Par contre, il faut convenir que depuis quelques années - un peu plus de cinq, mais moins de dix -, ils sont loin d’être discrets sur le marché immobilier, l’arpentant dans tous ses replis : bureaux, commerces, logistique, hôtels et logements ; surtout dans les logements d’ailleurs.
Dans des départements exclusifs de grosses boîtes de consultance en immobilier ou au sein de société ad hoc, des professionnels du secteur s’y dédient d’ailleurs entièrement et de façon proactive. Ce qui était moins le cas auparavant.
Mais de qui, de quoi parle-t-on ? De ces fonds d'investissement familiaux versés dans l'immobilier professionnel derrière lesquels on retrouve quantité de familles belges ou étrangères. "Les 500 plus grosses fortunes en Belgique pourraient en avoir", nous confie un interlocuteur. "Ou devraient en avoir", insiste un autre. Bon nombre en ont, en tous les cas : des Lhoist (qui ont baptisé le leur "Urban View"), Van Maercke ("RVM Invest"), Relecom ("Unibra"), Maes ("Alides"), Balcaen ("Baltisse"), des héritiers d'AB-Invest ("Get Stone Invest")… (lire ci-contre).
Analyse avec Olivier Dewit, Head of Private Wealth auprès du consultant en immobilier professionnel CBRE, Adrian Devos et Nicolas Vincent, cofondateurs et co-directeurs de BuyerSide, et Vincent Gérin, CEO d’Anixton.
1. Une flambée d'intérêt relativement récente
Il ne faut pas croire que les grandes familles ne s'intéressent à l'immobilier que depuis peu. Les François (CFE), Blaton, Herpain, Vande Vyvere (Matexi) s'y sont plongées il y a bien longtemps, pour ne citer que quelques-unes qui en ont fait leur métier. Mais leur nombre et leur intérêt ont décuplé ces dernières années - au point que la brique représente désormais jusqu'à 20 ou 25 % du patrimoine total de certaines d'entre elles, voire beaucoup plus. Pour preuve indirecte, en 2018 chez CBRE, la branche "Midcap investment" (investissements de moyenne capitalisation) traitant d'opérations de moins de quinze millions d'euros, a été rebaptisée "Private Wealth" (patrimoine privé).

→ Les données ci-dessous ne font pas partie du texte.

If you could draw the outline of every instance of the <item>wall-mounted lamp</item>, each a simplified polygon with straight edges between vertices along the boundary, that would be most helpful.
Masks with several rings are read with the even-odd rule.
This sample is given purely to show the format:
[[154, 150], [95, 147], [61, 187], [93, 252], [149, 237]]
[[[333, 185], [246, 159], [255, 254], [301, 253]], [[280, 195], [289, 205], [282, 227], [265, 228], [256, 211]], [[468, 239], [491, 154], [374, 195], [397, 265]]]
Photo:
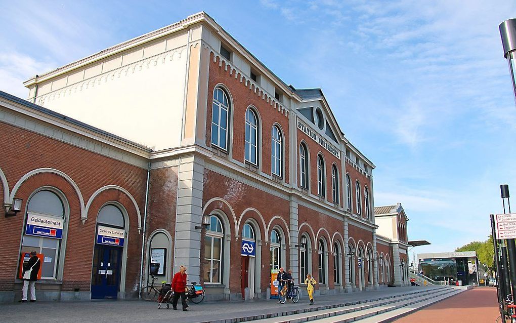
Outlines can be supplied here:
[[209, 214], [204, 214], [202, 216], [202, 223], [201, 224], [201, 225], [196, 225], [195, 228], [196, 229], [202, 229], [203, 228], [206, 228], [209, 226], [209, 220], [211, 219], [212, 216]]
[[297, 248], [297, 247], [299, 247], [300, 245], [301, 247], [303, 247], [303, 248], [304, 248], [305, 249], [307, 249], [307, 237], [306, 237], [303, 236], [302, 236], [301, 237], [301, 244], [296, 244], [296, 248]]
[[23, 200], [21, 198], [14, 198], [12, 200], [12, 204], [6, 204], [4, 206], [5, 209], [5, 217], [14, 217], [16, 213], [22, 210], [22, 202]]

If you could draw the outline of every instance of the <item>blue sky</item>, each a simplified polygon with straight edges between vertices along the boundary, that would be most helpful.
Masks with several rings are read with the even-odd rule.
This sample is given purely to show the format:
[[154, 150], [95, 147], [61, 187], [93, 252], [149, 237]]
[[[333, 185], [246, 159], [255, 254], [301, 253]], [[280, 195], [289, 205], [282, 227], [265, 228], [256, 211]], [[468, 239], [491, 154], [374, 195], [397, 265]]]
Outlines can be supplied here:
[[[321, 87], [377, 166], [377, 206], [400, 202], [415, 252], [490, 232], [516, 196], [516, 107], [499, 1], [0, 1], [0, 89], [205, 11], [287, 84]], [[516, 208], [516, 202], [514, 202]], [[411, 256], [412, 252], [411, 252]]]

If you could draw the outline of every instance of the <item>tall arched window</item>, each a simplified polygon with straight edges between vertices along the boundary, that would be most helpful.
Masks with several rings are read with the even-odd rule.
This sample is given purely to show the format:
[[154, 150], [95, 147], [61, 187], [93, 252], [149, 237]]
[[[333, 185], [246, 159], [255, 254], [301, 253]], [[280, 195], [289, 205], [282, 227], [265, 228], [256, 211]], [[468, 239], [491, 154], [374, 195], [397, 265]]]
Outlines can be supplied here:
[[349, 177], [349, 174], [346, 174], [346, 193], [347, 195], [347, 207], [350, 211], [351, 209], [351, 179]]
[[212, 110], [212, 144], [228, 150], [228, 128], [229, 124], [229, 100], [220, 87], [213, 91]]
[[258, 164], [258, 118], [252, 109], [246, 112], [246, 160]]
[[322, 239], [319, 240], [319, 282], [321, 284], [326, 283], [326, 276], [325, 274], [326, 268], [325, 264], [326, 263], [326, 250], [325, 249], [324, 242]]
[[204, 278], [205, 283], [222, 282], [224, 227], [217, 216], [212, 215], [204, 237]]
[[308, 149], [302, 143], [299, 145], [299, 186], [308, 189]]
[[362, 195], [360, 194], [360, 183], [358, 182], [358, 180], [355, 183], [356, 193], [357, 194], [357, 214], [360, 214], [362, 213]]
[[308, 249], [312, 245], [310, 239], [305, 235], [302, 235], [299, 242], [299, 281], [304, 282], [307, 278], [307, 274], [310, 273], [310, 261], [308, 257]]
[[373, 254], [370, 250], [367, 250], [367, 281], [370, 285], [373, 284], [373, 273], [374, 269], [373, 267]]
[[335, 164], [331, 165], [331, 197], [334, 204], [338, 204], [338, 171]]
[[[41, 278], [56, 279], [58, 262], [61, 256], [60, 249], [62, 236], [60, 234], [64, 234], [62, 233], [64, 219], [63, 202], [57, 194], [51, 191], [39, 191], [29, 199], [27, 211], [28, 215], [26, 220], [26, 226], [24, 227], [21, 252], [30, 253], [34, 250], [44, 255], [45, 261], [41, 266]], [[55, 221], [55, 223], [59, 223], [59, 225], [53, 226], [60, 226], [61, 233], [57, 233], [59, 231], [57, 229], [56, 233], [53, 237], [52, 229], [48, 230], [51, 233], [47, 235], [30, 230], [31, 223], [37, 225], [42, 220], [46, 221], [47, 223]], [[50, 260], [47, 261], [47, 259]]]
[[276, 229], [270, 233], [270, 269], [279, 269], [281, 263], [280, 248], [281, 238]]
[[333, 244], [333, 282], [341, 283], [341, 247], [337, 242]]
[[317, 155], [317, 194], [319, 196], [326, 196], [325, 184], [324, 160], [320, 154]]
[[364, 188], [364, 204], [365, 204], [365, 217], [370, 219], [370, 209], [369, 207], [369, 190], [367, 188]]
[[272, 137], [271, 143], [271, 172], [278, 176], [281, 176], [282, 148], [281, 132], [277, 126], [272, 127]]
[[350, 284], [353, 283], [353, 279], [354, 276], [353, 275], [353, 271], [354, 269], [354, 265], [353, 257], [354, 255], [353, 253], [353, 249], [350, 244], [348, 245], [348, 275], [349, 277], [348, 278], [348, 282]]

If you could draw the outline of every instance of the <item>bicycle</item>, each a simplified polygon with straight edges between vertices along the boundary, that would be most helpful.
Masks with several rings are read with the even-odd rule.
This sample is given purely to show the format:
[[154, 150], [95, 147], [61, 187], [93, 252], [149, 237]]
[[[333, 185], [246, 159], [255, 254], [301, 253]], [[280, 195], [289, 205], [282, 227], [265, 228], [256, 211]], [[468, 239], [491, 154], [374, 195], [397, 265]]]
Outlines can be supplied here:
[[[187, 280], [187, 281], [189, 282], [190, 281]], [[191, 282], [190, 284], [191, 285], [191, 287], [186, 293], [186, 300], [190, 301], [194, 304], [199, 304], [204, 299], [204, 296], [206, 296], [204, 289], [202, 288], [202, 286], [198, 285], [197, 282]], [[168, 302], [172, 304], [173, 298], [171, 296], [169, 299]]]
[[280, 299], [280, 302], [282, 304], [285, 304], [285, 302], [287, 301], [287, 299], [290, 298], [294, 303], [297, 303], [299, 301], [299, 298], [301, 297], [299, 288], [297, 286], [293, 286], [291, 288], [290, 293], [289, 293], [288, 287], [287, 286], [287, 284], [288, 283], [283, 285], [283, 288], [280, 291], [279, 295], [278, 296]]
[[[156, 296], [159, 294], [160, 290], [158, 290], [154, 286], [154, 281], [157, 281], [157, 278], [152, 275], [152, 283], [150, 285], [144, 287], [141, 289], [140, 295], [142, 299], [146, 301], [151, 301], [156, 298]], [[167, 282], [162, 282], [162, 288], [163, 285], [167, 283]]]

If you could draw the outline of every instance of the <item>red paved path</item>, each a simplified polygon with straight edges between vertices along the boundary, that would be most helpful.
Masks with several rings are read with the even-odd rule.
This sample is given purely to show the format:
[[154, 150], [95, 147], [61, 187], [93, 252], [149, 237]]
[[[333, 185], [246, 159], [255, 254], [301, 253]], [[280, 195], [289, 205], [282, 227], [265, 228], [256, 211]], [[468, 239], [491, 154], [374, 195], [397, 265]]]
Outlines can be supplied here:
[[476, 288], [402, 317], [396, 323], [494, 323], [500, 314], [496, 289]]

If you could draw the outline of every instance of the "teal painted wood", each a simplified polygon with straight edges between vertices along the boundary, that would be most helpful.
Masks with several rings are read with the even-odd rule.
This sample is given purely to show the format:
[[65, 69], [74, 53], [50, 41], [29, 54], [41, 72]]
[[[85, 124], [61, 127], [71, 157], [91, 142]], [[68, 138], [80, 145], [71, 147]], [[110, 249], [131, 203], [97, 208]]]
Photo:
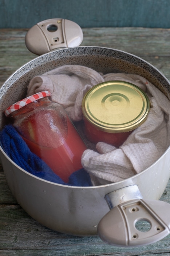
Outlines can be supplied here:
[[30, 28], [54, 18], [82, 27], [170, 27], [169, 0], [0, 0], [0, 28]]

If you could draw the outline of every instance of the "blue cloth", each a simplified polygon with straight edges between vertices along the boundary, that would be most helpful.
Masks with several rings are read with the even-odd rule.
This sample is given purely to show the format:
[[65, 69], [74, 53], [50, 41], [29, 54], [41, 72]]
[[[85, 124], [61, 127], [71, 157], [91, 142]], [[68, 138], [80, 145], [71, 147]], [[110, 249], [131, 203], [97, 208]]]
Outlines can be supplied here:
[[92, 185], [89, 174], [83, 169], [72, 173], [68, 183], [64, 182], [44, 161], [31, 152], [26, 143], [11, 125], [5, 125], [0, 132], [0, 142], [9, 157], [30, 173], [63, 185], [80, 187]]

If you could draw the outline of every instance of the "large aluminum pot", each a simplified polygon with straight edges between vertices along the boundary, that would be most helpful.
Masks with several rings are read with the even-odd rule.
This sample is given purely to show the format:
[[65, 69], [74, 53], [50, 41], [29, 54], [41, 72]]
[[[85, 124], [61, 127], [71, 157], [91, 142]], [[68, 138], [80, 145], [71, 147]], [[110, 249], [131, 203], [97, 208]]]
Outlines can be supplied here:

"A priori, les fonds familiaux ont pour grande qualité de bien s’entourer et de très bien négocier"
Il faut dire que douze années de taux d'intérêt hypothécaires au plancher (2010-2022) sont passées par là et qu'il y a de l'argent en Belgique. "Or, c'est l'effet levier et donc les taux qui dictent leurs achats", notent les quatre experts. "Et l'immobilier est le secteur de prédilection de l'effet levier, insiste Nicolas Vincent. Les grandes familles, dont la fortune est faite et qui se doivent de la diversifier, ont un accès puissant au financement. Elles peuvent s'intéresser à de grosses opérations (de trente à cinquante millions d'euros) même s'il est demandé 20 % de fonds propres. L'immobilier relève du bon sens. Parfois, je suis surpris que certaines familles n'investissent pas dans la brique."

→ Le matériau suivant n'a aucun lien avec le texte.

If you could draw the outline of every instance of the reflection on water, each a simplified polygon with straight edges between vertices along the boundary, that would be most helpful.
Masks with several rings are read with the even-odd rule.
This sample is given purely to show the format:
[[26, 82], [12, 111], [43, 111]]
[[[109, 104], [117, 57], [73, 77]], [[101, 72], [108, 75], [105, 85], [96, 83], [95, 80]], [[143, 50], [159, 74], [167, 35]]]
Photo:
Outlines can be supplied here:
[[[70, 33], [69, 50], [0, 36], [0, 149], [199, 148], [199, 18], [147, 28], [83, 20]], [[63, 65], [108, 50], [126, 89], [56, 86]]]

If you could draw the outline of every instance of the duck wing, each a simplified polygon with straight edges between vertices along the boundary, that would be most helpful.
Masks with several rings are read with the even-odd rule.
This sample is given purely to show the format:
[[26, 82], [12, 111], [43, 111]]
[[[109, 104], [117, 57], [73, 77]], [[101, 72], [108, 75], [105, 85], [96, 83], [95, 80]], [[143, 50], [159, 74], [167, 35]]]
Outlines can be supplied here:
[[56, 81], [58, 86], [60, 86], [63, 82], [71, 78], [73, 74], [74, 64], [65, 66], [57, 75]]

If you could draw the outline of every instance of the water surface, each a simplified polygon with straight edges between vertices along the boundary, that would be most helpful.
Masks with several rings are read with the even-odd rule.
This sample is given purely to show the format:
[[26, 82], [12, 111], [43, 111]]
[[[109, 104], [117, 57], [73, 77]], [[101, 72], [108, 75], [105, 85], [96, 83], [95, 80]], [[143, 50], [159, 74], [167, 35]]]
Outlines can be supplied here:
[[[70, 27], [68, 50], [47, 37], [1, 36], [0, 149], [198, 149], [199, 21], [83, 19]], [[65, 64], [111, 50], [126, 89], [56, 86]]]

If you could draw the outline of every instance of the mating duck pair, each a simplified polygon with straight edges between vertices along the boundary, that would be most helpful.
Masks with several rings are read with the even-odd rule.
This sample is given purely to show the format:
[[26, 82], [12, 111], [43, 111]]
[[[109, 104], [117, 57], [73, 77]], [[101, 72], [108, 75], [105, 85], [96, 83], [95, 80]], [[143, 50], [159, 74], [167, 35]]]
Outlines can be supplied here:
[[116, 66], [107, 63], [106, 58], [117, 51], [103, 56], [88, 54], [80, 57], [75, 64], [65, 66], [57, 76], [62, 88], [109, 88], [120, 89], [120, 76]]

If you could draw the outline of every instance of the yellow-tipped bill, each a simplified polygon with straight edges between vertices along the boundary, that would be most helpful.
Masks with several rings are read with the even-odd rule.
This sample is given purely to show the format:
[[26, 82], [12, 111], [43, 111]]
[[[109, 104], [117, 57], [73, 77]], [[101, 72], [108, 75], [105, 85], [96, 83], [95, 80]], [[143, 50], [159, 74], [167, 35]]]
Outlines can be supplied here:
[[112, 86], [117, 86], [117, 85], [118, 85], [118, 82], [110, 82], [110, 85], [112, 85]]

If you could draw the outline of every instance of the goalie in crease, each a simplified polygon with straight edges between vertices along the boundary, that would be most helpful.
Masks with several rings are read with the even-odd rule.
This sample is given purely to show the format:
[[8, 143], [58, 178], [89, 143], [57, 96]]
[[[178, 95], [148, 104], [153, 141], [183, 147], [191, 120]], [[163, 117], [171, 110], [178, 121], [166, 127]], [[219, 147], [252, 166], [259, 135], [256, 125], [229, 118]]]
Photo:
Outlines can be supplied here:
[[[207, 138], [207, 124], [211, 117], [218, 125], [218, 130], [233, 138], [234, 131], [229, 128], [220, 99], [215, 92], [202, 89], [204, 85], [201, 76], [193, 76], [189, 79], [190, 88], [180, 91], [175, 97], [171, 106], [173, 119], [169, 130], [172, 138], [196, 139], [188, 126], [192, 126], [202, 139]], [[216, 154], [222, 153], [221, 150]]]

2. La création d'un nouveau véhicule d'investissement à voir comme un tremplin
Avec les taux bas, c'est l'autre effet levier dont ont bénéficié les grandes familles : l'instauration, en novembre 2016, du statut de FIIS, fonds d'investissement immobilier spécialisé. "Ce statut a changé certaines donnes en termes de fiscalité, d'imposition et de structuration, indique Nicolas Vincent, lui qui offre les avantages des SIR (sociétés immobilières réglementées, ex-Sicafi) sans être coté en Bourse. Un véhicule assez propice pour ceux qui ont pour vocation d'investir sur le long terme et qui a promu l'investissement familial. Beaucoup de grandes familles se sont structurées en FIIS." "Grandes", car ce véhicule impose une taille de portefeuille de minimum dix millions d'euros.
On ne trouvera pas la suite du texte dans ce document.